This is a gun we use to pour Cydectin (a wormer) on cattle, and yes, that is a really, really old, ugly floor from the 50's.
4 or 5 times a day, I use that gun to empty the water out of the pump.
Next trip to town, we'll pick up a new pump, but for now, I pump:
With the temps hovering at the 100° mark, and my oven working overtime to feed a cowboy crew, we're sure wanting to keep that air conditioner humming.
However, trips to town have been put on hold for just bit. DH has been helping the neighbors brand for a few days in between our own cow works and my peace and quiet has been temporarily interrupted by a roofing crew:
This is not a fun time of year to be roofing in NM. It was 102°. I'm thinking that if I were a roofer in NM, I would be on that roof at 5 am and not show up at 11, but what do I know?

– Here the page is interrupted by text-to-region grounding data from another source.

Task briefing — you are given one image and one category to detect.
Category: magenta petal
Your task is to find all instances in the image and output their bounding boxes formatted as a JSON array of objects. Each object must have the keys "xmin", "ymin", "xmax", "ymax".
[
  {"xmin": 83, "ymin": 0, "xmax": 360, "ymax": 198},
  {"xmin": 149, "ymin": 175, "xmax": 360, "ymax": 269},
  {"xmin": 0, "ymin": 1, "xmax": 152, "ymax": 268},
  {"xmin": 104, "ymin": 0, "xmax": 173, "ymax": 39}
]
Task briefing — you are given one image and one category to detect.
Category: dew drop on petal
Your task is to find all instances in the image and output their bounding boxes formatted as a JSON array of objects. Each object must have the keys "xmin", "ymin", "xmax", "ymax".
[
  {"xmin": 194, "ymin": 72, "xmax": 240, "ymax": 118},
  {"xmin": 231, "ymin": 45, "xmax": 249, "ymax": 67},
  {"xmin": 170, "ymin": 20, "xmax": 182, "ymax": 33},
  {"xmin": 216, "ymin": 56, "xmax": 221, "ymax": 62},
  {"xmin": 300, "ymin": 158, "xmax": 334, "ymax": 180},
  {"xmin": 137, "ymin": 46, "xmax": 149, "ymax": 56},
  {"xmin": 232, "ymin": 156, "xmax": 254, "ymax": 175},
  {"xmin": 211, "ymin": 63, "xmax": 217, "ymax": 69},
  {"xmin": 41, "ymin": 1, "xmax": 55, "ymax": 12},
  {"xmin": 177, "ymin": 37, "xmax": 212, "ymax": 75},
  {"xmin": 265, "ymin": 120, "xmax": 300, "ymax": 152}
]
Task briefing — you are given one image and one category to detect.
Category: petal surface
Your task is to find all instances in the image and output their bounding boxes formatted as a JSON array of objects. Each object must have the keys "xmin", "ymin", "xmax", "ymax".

I imagine the average customer would not appreciate 6 roofers beating on their roof at 5 am, but heck, we're up and heading out at that hour.
I took a video while these guys were hammering away, but I can not figure out how to post it. I was trimming some HSTs and all you can really hear is the hammering and thuds, but they were singing at the tops of their lungs. A roofers' serenade!
They worked 3 days last week. They do not work on Saturday and on Friday evening we had a heck of a wind storm that made the dirt and shingles... and plywood... and felting... and everything else that was not nailed down, fly. It's a mess and I'm sure they will not be happy come Monday.
Praise God we are getting a new roof.
Wishing it was going to be a tin one, but in a drought ravaged ranch country, I'll take what I can get, and be darn thankful for it. Maybe I've got some of Grandma Lillian in me after all.